In my writing life, I am often invited to give readings. I enjoy doing this. And over the years, I’ve noticed interesting things happening. Some readings are in a strictly literary context, at universities or bookstores. Generally the questions at the end of the reading focus on style or structure or influences. Sometimes the readings take place in the company of practitioners of other disciplines – musicians, visual artists, etc. And there’s a kind of cross-pollination that takes place. We realize that we might work in different media but that there are shared concerns, sources of inspiration, challenges or restraints or difficulties. At events like the Women’s Arboriculture Conference, the shared interests are not literary or even artistic but (in this case) arboreal. I loved that. My passion for trees comes from personal and cultural experience. I’m not a botanist or an arborist, though I know a little about these things. So it was fascinating for me to read to a group of people who had such different backgrounds – they were arborists, foresters, horticulturalists, landscape architects, garden designers, land planners, master gardeners, ethnobotanists, ecologists – but who were willing to listen to my explorations of trees and memory. And to continue the analogy of cross-pollination, I wonder what kind of interesting hybrid (site-specific?) might be the result of such a great conference?
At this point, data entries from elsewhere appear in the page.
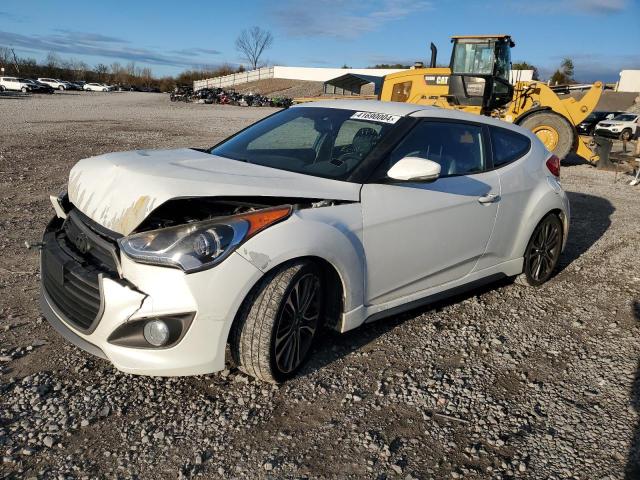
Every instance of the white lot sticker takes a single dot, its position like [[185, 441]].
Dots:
[[376, 117]]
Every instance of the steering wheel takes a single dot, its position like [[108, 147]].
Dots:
[[345, 157]]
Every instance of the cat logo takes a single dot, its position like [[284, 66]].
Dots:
[[436, 79]]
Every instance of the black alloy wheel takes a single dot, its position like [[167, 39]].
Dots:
[[543, 251], [297, 324]]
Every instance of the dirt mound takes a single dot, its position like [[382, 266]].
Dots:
[[282, 87]]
At the end of my reading, I put out a tin of shortbread cookies flavoured with rosemary. I cut out the dough with my tree cutter – trees + rosemary for remembrance*… A number of women asked for the recipe so I told them I’d post it here. If you’re reading, thank you all for being such a warm and welcoming audience!
There’s a little story behind this recipe. I first had a version of these shortbread cookies at the home of friends in Vancouver. Their friend Alistair baked them as a Christmas offering and when I asked, he kindly gave me the recipe. The recipe in turn came from his mother who was from the Outer Hebrides. He asked me to use his mother’s name with the recipe and of course I was delighted to do that – recipes are carriers of history, after all, and every time I bake shortbread, I think of Alistair and his mother. But the rosemary is my own addition (I sometimes add chipotle chile to the original recipe, too, rather than rosemary, and I’ve also used other herbs: lemon thyme is particularly nice).
A Variation on Mrs. MacKay’s Shortbread
1 pound soft butter (the recipe doesn’t stipulate unsalted but I prefer it), left out to soften overnight
1 cup icing sugar
1 cup cornstarch
3 ½ cups flour (I use unbleached white)
¼ cup fresh rosemary leaves, chopped coarsely
Whip butter until creamy. Beat in icing sugar. (It’s easy to blow out a hand mixer doing this. I’ve ruined two over the years and finally treated myself to a Kitchenaid mixer…I wish I’d bought one 25 years ago.) Mix cornstarch and flour in a big bowl and then gradually add to butter mixture. Roll out on a floured board and cut into shapes. Bake in a 300 oven for about 25 – 30 minutes or until just lightly golden. Do not let them brown. (I have a confection oven and it takes a little less time: 22-23 minutes) This recipe makes a lot of cookies but the dough also freezes. Just thaw it and bring it to room temperature. Of course you can also cut the recipe in half.
*–In the words of poor Ophelia in Hamlet: “There’s rosemary, that’s for remembrance; pray,love, remember…” And Thomas More observed, “As for Rosemarine, I lett it runne all over the garden walls, not onlie because my bees love it, but because it is the herb sacred to remembrance, and, therefore, to friendship; whence a sprig of it hath a dumb language that maketh it the chosen emblem of our funeral wakes and in our burial grounds.”